Social entrepreneurism: Is not likely that the United States will pass laws requiring more emphasis on stakeholder values, but there is beginning to be a shift in that direction. There was recently an entrepreneurial seminar which promoted “Social entrepreneurism: the tricky balance of doing good while doing well”. It pointed out that twenty-seven states have passed legislation to make ”for benefit corporations”, called B Corporations,  possible. These are tax paying for-profit corporations which include an explicit social mission in their corporate charters.  One example is Grameen Bank, an organization that popularized micro-credit, which makes small loans to impoverished families in developing countries so they can invest in small businesses.
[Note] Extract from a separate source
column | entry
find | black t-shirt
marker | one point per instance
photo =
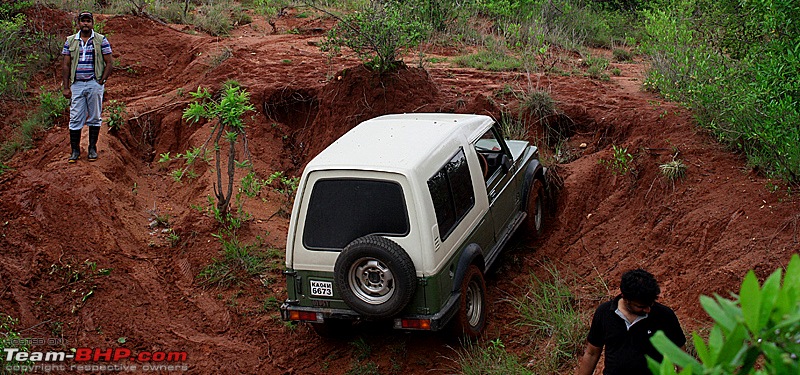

Its founder was recognized with a Nobel Prize. Another example is Ben & Jerry’s ice cream, with its explicit corporate emphasis on social causes, such as paying more for sustainably grown milk, sugar, eggs, vanilla and chocolate; curbing climate change; and mandatory labeling of genetically modified organisms. People are apparently willing to pay more for a product from companies that emphasize stakeholder values.